Following the bitter breakup of Taste in 1971, Gallagher embarked on a solo career that showcased his virtuosity as a raw and emotional performer. His songs were not merely showcases for his guitar skills, but genuine reflections of his feelings that produced outstanding albums like Deuce (1971), Tattoo (1973) and Calling Card (1976). However, it was in live performances that Gallagher truly demonstrated his brilliance. One of his most remarkable achievements is undoubtedly the mesmerizing Irish Tour ‘74 live album, where the synergy between the musician and the audience was a show in itself. They seemed to feed off each other’s energy, igniting a tangible atmosphere that was almost visible. One of Gallaghers first concerts in Spain — Madrid 1975 — was where Spanish rocker Rosendo Mercado met his idol. “I’ve never lined up to get a concert ticket in my life. You know, except for that one time, just for Rory,” Mercado once said.
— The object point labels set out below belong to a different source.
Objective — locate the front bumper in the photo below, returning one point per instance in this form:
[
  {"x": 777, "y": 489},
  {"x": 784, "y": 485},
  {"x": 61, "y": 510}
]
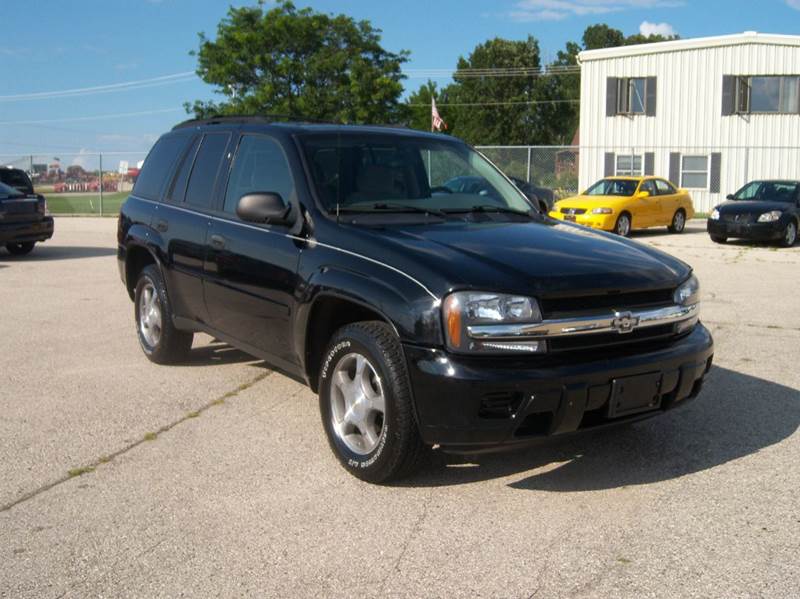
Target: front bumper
[
  {"x": 604, "y": 222},
  {"x": 21, "y": 232},
  {"x": 469, "y": 403},
  {"x": 754, "y": 231}
]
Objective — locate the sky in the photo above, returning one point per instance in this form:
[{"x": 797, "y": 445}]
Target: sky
[{"x": 51, "y": 46}]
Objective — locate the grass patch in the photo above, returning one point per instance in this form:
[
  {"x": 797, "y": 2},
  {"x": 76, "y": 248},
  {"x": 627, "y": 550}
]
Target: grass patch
[
  {"x": 85, "y": 204},
  {"x": 73, "y": 472}
]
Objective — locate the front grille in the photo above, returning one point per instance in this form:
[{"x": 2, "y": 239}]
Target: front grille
[
  {"x": 744, "y": 219},
  {"x": 592, "y": 341},
  {"x": 565, "y": 306}
]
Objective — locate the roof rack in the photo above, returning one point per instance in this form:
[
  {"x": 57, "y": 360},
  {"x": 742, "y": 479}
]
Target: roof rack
[{"x": 251, "y": 118}]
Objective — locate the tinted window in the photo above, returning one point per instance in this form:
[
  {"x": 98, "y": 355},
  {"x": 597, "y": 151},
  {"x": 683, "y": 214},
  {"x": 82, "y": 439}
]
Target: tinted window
[
  {"x": 664, "y": 188},
  {"x": 158, "y": 166},
  {"x": 16, "y": 178},
  {"x": 200, "y": 191},
  {"x": 177, "y": 190},
  {"x": 260, "y": 165}
]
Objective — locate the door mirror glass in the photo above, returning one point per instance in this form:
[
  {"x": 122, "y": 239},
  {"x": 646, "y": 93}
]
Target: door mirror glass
[{"x": 262, "y": 207}]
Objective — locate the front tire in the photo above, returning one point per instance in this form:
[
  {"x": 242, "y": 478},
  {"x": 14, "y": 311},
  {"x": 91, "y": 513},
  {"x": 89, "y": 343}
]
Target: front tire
[
  {"x": 20, "y": 249},
  {"x": 678, "y": 222},
  {"x": 623, "y": 225},
  {"x": 160, "y": 341},
  {"x": 366, "y": 405},
  {"x": 789, "y": 235}
]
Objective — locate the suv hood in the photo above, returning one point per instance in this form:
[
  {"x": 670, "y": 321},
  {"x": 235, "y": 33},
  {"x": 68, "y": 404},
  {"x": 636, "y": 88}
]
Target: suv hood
[
  {"x": 752, "y": 207},
  {"x": 546, "y": 259}
]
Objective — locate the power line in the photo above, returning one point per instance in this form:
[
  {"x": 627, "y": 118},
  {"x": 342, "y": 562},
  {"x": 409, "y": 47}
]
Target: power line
[
  {"x": 184, "y": 77},
  {"x": 93, "y": 118}
]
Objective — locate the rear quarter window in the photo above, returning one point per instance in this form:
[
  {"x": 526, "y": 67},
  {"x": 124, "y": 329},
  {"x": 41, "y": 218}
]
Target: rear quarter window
[{"x": 158, "y": 166}]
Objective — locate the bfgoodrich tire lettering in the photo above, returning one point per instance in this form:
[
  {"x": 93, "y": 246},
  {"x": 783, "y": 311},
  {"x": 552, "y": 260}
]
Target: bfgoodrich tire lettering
[
  {"x": 160, "y": 341},
  {"x": 398, "y": 450}
]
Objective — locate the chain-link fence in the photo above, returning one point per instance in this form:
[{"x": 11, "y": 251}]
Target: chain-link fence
[
  {"x": 98, "y": 183},
  {"x": 83, "y": 183},
  {"x": 709, "y": 174}
]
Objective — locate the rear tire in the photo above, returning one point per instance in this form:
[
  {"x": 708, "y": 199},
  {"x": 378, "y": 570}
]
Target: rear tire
[
  {"x": 678, "y": 222},
  {"x": 623, "y": 225},
  {"x": 20, "y": 249},
  {"x": 789, "y": 235},
  {"x": 366, "y": 405},
  {"x": 161, "y": 342}
]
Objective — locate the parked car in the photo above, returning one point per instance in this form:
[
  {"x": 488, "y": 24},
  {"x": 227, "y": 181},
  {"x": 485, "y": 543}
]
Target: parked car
[
  {"x": 544, "y": 197},
  {"x": 761, "y": 210},
  {"x": 621, "y": 204},
  {"x": 16, "y": 178},
  {"x": 421, "y": 315},
  {"x": 23, "y": 221}
]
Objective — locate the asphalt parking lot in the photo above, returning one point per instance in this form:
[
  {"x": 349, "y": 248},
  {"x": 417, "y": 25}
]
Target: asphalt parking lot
[{"x": 121, "y": 478}]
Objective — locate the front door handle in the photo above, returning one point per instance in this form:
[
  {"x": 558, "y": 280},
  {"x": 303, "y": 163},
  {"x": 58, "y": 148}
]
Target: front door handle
[{"x": 218, "y": 242}]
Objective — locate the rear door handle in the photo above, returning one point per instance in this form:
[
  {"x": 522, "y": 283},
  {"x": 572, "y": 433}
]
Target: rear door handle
[{"x": 218, "y": 242}]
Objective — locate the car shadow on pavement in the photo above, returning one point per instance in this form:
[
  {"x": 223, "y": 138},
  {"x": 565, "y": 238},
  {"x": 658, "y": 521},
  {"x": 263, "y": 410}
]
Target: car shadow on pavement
[
  {"x": 58, "y": 252},
  {"x": 735, "y": 415}
]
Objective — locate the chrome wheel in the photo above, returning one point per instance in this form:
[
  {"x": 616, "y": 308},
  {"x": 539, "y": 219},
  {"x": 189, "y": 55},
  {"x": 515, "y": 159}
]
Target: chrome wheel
[
  {"x": 678, "y": 222},
  {"x": 150, "y": 315},
  {"x": 623, "y": 225},
  {"x": 358, "y": 405}
]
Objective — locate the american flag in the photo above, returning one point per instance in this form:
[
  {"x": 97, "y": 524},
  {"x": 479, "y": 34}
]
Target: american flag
[{"x": 437, "y": 123}]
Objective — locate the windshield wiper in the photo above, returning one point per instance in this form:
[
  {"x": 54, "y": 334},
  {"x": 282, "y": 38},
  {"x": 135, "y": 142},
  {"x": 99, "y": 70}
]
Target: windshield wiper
[
  {"x": 486, "y": 209},
  {"x": 393, "y": 207}
]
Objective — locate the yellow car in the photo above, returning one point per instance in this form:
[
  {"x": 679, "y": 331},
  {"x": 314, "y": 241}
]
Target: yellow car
[{"x": 620, "y": 204}]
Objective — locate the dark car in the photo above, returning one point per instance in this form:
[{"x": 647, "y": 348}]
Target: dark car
[
  {"x": 761, "y": 211},
  {"x": 545, "y": 197},
  {"x": 23, "y": 220},
  {"x": 422, "y": 315},
  {"x": 16, "y": 178}
]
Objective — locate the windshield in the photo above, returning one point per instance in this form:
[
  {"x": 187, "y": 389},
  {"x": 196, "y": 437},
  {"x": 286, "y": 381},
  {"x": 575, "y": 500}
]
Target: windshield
[
  {"x": 394, "y": 173},
  {"x": 8, "y": 192},
  {"x": 613, "y": 187},
  {"x": 768, "y": 191}
]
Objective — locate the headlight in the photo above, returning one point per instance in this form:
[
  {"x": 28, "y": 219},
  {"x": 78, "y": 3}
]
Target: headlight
[
  {"x": 467, "y": 309},
  {"x": 688, "y": 294},
  {"x": 770, "y": 217}
]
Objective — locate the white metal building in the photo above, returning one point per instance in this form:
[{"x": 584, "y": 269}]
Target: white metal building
[{"x": 708, "y": 113}]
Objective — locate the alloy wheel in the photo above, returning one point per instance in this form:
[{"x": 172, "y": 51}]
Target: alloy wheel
[{"x": 358, "y": 404}]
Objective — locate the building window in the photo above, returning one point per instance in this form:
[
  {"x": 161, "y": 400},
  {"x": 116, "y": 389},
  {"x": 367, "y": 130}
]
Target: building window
[
  {"x": 629, "y": 165},
  {"x": 631, "y": 95},
  {"x": 694, "y": 172},
  {"x": 768, "y": 95}
]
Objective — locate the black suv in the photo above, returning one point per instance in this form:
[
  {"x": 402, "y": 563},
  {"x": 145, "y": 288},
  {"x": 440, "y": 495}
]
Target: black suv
[
  {"x": 23, "y": 219},
  {"x": 421, "y": 315}
]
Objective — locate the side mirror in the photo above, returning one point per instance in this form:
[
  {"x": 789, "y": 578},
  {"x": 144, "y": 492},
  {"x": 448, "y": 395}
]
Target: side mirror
[{"x": 262, "y": 207}]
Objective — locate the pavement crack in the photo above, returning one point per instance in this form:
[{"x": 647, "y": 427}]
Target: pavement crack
[{"x": 150, "y": 436}]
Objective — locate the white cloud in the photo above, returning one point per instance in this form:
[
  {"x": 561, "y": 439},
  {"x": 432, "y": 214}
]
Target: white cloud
[
  {"x": 647, "y": 28},
  {"x": 553, "y": 10}
]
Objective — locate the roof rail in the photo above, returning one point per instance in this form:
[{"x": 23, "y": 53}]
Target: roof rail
[{"x": 250, "y": 118}]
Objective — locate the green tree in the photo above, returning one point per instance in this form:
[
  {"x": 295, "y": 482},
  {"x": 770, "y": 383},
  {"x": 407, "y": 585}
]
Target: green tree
[{"x": 300, "y": 63}]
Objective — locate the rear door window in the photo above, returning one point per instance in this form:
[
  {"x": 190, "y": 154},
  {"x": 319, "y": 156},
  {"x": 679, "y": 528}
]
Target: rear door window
[
  {"x": 158, "y": 166},
  {"x": 200, "y": 190}
]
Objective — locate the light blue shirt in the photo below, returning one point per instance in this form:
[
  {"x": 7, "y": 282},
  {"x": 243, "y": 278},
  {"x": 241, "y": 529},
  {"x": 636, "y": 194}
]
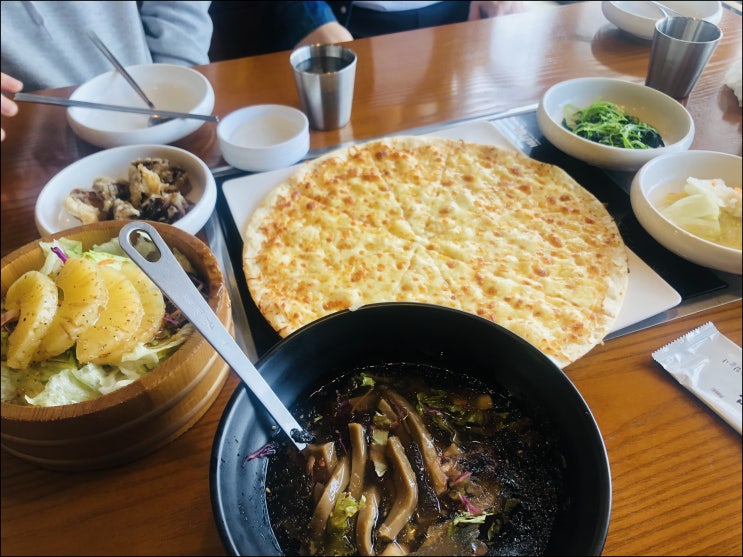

In 1974, Gallagher was approached by the Rolling Stones to replace Mick Taylor, but Rory chose to chart his own course. Deep Purple also considered him as a replacement for Ritchie Blackmore, but he declined that offer as well. “I’d like to stay free for a while because you never know when they’re going to get you,” he used to say. He met and played with many musicians to keep on learning and developing as an instrumentalist — Muddy Waters, Jerry Lee Lewis, Béla Fleck, the Dubliners and more.
Many believe that Gallagher has never received the recognition he deserves. Marcelo Gobello offers some insights into the reasons. “He never really made it big in the American market because he didn’t want to make compromises like Eric Clapton, who, you know, embraced pop in the 1980s and even wore a suit. But Rory, he stuck to his guns and stayed true to his blues-rock roots. He didn’t sellout. He was 100% pure.” Daniel Gallagher said, “Rory purposely avoided the trappings of fame. He never released singles that would have gotten him a lot of radio play, especially in the United States. He didn’t go to any of celebrity events, didn’t work with big-name producers and didn’t date actresses. He just wasn’t looking for all that publicity — he simply wanted to be known for his music.”
Gallagher didn’t play the part of the stereotypical hard-partying rocker. After concerts, he would unwind in his hotel room reading and watching movies, particularly film noir. Rory didn’t have any children or romantic partners after a devastating heartbreak in the late 1960s that inspired the emotional song from his first solo album, I Fall Apart. Rory drank alone, and alcohol took a heavy toll on his health. “During his last year, he was really sick, making it incredibly hard for him to perform on stage. And you know, without live music, it was just really tough for him to keep going,” said Gobello.
In the summer of 1995, he was admitted to a renowned London hospital for a liver transplant, a consequence of his alcohol abuse. The choice was stark: undergo the difficult procedure or face certain death. Tragically, the operation was unsuccessful and the 47-year-old Gallagher died on June 14. Today, his memory lives on in the form of a towering bronze statue in his hometown of Ballyshannon, rocking his battered but beloved Fender guitar in jeans and a plaid flannel shirt.